Quando observamos o fenómeno
do Futebol, um dos nossos maiores prazeres é tentar encontrar padrões que
ajudem a entender melhor o mesmo. Muito recentemente aconteceu isso enquanto
assistíamos ao jogo entre FC Porto e o Dynamo Kyiv a contar para a UEFA Youth
League, quando verificámos que o jogador que ocupava o lugar 6 do clube
português era o nigeriano Chidozie Awaziem.
No caso concreto até poderá
ser uma mera coincidência, já que Awaziem até tem atuado pela equipa B do FC
Porto a defesa central, deixando normalmente a posição 6 dos Sub19 para o
capitão João Cardoso. A verdade é que a este escalão específico do FC Porto,
nas suas últimas épocas, tem escolhido um determinado perfil de jogador para
ocupar essa posição. Foi com Mikel Agu que tudo começou. Seguiu-se, Fidelis
Irhene (já que Valentine Akpey não chegou a ser inscrito embora treinasse na
equipa) e agora parece ser Chidozie Awaziem que poderá vir a ser opção para uma
das posições mais cerebrais do futebol moderno.
Optando normalmente o FC
Porto por adoptar na sua formação um modelo de jogo que privilegia a posse da
bola e o domínio e o controlo sobre o adversário, seria interessante obter uma
resposta por parte dos responsáveis do clube do porquê de optarem por
recrutarem jogadores com determinado perfil táctico-técnico e sobretudo
táctico-físico, tão específico, para a posição 6.

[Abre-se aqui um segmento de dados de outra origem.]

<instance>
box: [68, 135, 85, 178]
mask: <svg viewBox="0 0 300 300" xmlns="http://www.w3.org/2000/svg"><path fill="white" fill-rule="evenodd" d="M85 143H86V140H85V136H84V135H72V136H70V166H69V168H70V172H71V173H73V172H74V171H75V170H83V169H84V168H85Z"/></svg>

Fruto do mérito, prestígio e
capacidade do FC Porto, quase a totalidade dos jovens jogadores do futebol de
formação em Portugal gostaria de representar um clube de tamanha qualidade. Nessa
condição, será que de todos os jogadores a disputar os diversos campeonatos
nacionais de Sub19, formados em clubes nacionais, não haverá nenhum que seja
suficientemente competente para jogar nessa equipa? Ou a qualidade existe mas
não encaixa no perfil?
Esta nossa dúvida parece-nos
pertinente enquanto treinadores-formadores para entender melhor o nosso próprio
trabalho, tendo em conta as decisões tomadas pelas equipas técnicas do FC Porto.
Supondo nós que a escolha em prol dos jogadores nigerianos – curiosamente todos
os jogadores citados são naturais da Nigéria – está relacionada com a
competência dos mesmos tanto em valor real como em potencial, não deixa de ser
importante que perguntemos “o que há na Nigéria que não há em Portugal?”
Julgamos nós que o FC Porto
escolhe este “tipo” de jogadores sobretudo devido ao seu perfil táctico-físico.
Comparativamente ao jovem jogador português, e consequência de uma maturação
biológica mais precoce – e até mesmo de um retracto genético que exponencia as
suas capacidades físicas, o jogador africano, tende em ser mais desenvolvido
fisicamente, o que o ajuda a ser, em norma, mais rápido, intenso, forte no
choque e no desarme, bastante agressivo – chega a ser intimidador, etc. Características,
portanto, mais estabelecidas na sub-dimensão física do jogador. E fá-lo
provavelmente, porque, neste escalão já existe uma necessidade “resultadista” que
não acontece noutros escalões, onde por vezes e em momentos da época mais competitivas,
estas características sejam mais “usadas”. Queremos acreditar que seja por
estas razões, da ordem biológica do jogador, e não pela possibilidade de em
Portugal não se conseguirem formar jogadores capazes de desempenhar a posição 6
no FC Porto. Embora reconheçamos que metodologicamente, o processo de treino do
futebol de formação português, não privilegie tanto a sub-dimensão física como
outros o fazem. E isso talvez seja uma razão para que nós, em Portugal,
tenhamos Rubén’s Neves’s e outros países, como a Nigéria, não…
Como é óbvio, seria muito
mais interessante que fosse um responsável do FC Porto a explicar-nos o porquê
desta opção sobre Awoziem e companhia. Enquanto isso não acontece, resta-nos continuar
a reflectir e a esperar que novos Rubén’s Neves’s apareçam.